Researchers from the University’s Department of Education have published a short video outlining a framework of five interlinked mechanisms leading to a Pathway to Change framework to support young people to (re)engage with education or training.

Aimed at public, policy and practitioner audiences, it reports on findings from a 3.5-year European-funded study (Orienta4YEL) aiming to tackle ESL/NEEThood (Not in Employment Education or Training) in five countries: England, Spain, Portugal, Germany and Romania.

PhD graduate, Alison Douthwaite, alongside Ceri Brown, Nicola Savvides, and Ioannis Costas-Batlle, prepared the video to publicise their theory framework. This is further explored in a recently published paper in the International Journal of Adolescence and Youth.

The framework draws on data from interviews, surveys, and focus groups with 28 educators and 82 young people, across 11 settings in South West England.

Participating educators undertook a year-long training programme, designed and led by the University of Bath team. During this, they developed, trialled and evaluated intervention plans tailored to the different settings and cohorts of at-risk young people.

Interventions ranged from a ‘year-long supporting transitions group’ for learners at risk of failing to make a successful Post-16 transition, to a ‘careers language initiative’ giving refugee children the vocabulary and personalised pathways necessary to realise their career ambitions. The interventions made a significant impact on the learning, engagement and work aspirations of the young people involved.

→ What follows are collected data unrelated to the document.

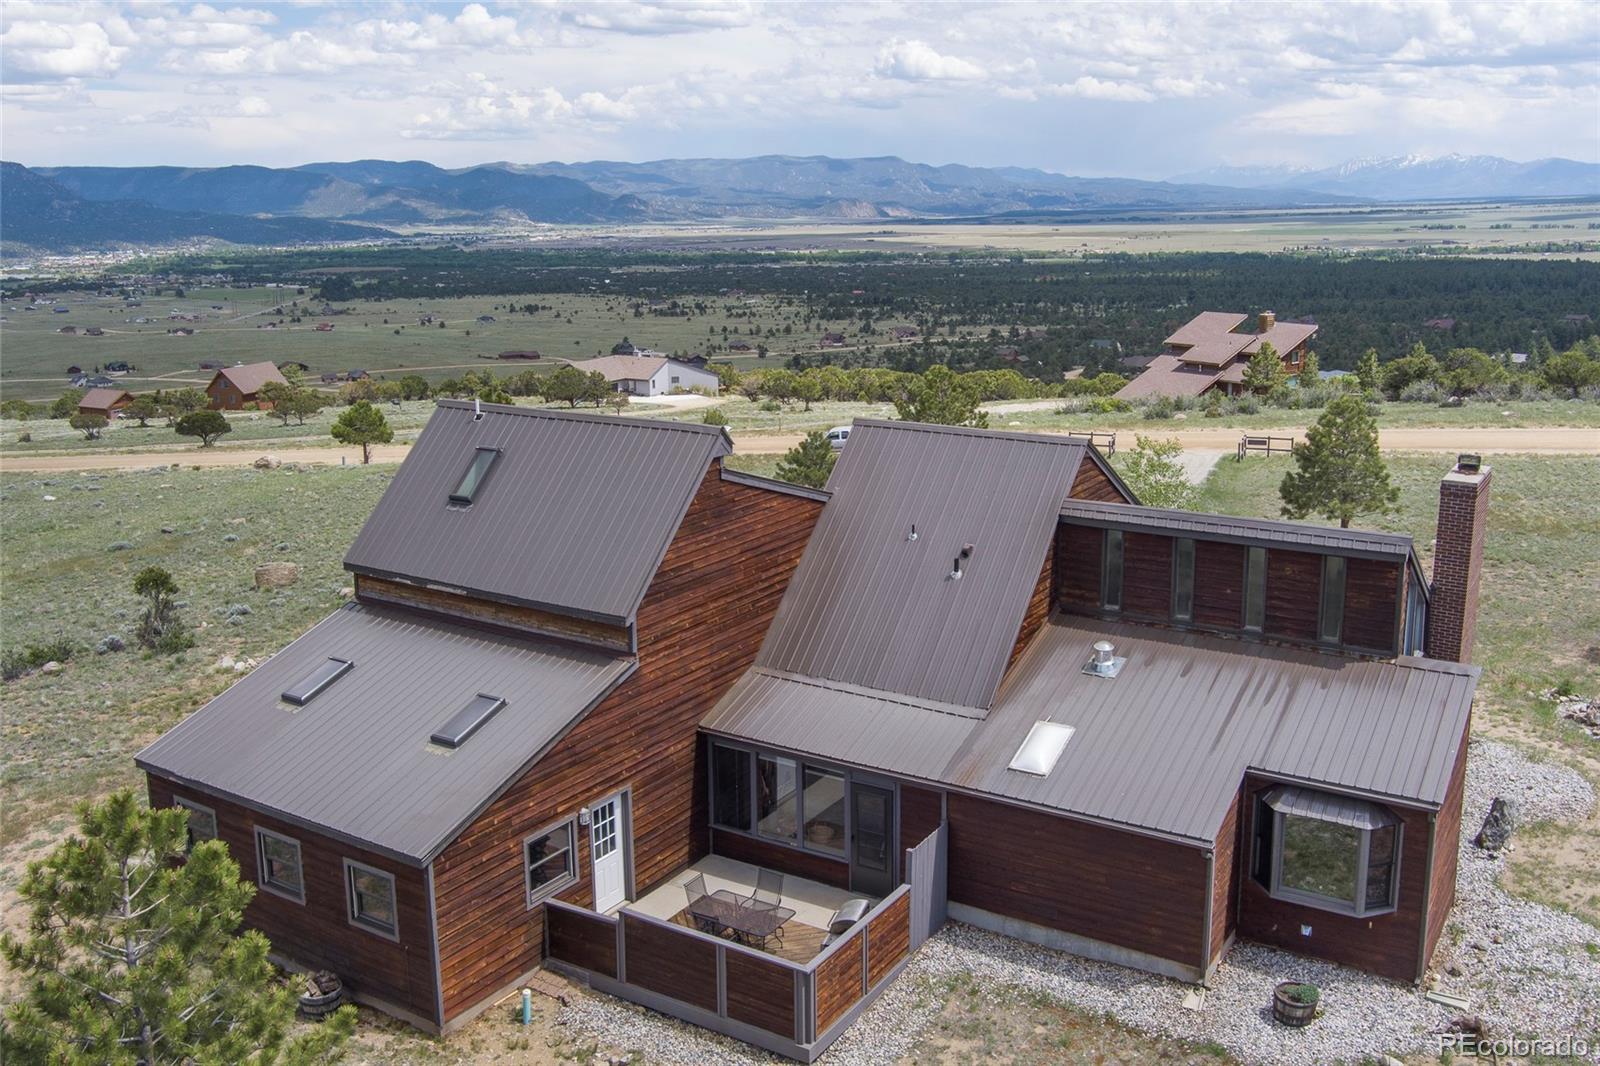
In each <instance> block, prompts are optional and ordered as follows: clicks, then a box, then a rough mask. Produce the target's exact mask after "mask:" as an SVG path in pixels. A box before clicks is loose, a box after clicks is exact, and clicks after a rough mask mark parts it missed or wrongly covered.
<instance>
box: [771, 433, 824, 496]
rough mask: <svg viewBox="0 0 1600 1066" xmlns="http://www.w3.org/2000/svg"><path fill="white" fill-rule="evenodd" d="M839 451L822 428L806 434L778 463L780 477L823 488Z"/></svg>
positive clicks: (796, 481)
mask: <svg viewBox="0 0 1600 1066" xmlns="http://www.w3.org/2000/svg"><path fill="white" fill-rule="evenodd" d="M835 459H838V453H837V451H834V445H832V443H829V440H827V434H826V432H822V431H821V429H818V431H814V432H810V434H806V437H805V440H802V442H800V443H797V445H795V447H794V448H790V450H789V451H787V453H786V455H784V458H782V461H781V463H779V464H778V477H779V479H781V480H786V482H790V483H794V485H810V487H811V488H822V485H826V483H827V475H829V474H832V472H834V461H835Z"/></svg>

The Pathway to Change framework built on findings from earlier phases of the study. A theoretical framework conceptualising the risks to ESL, also developed by the Bath team, formed the basis of the Practitioner training programme and was applied by the five international partners in the study. A paper in the Journal of Youth Studies (which is due to be published soon) presents the UK data from this phase and compares the views of young people with those of the educators who support them about the different risks to ESL and NEEThood. This framework is also presented as a video and in a Special Issue in the Journal of Education and Work.

These project outputs aim to contribute to the development of policy and practice in understanding and intervening on the issue of ESL and NEEThood.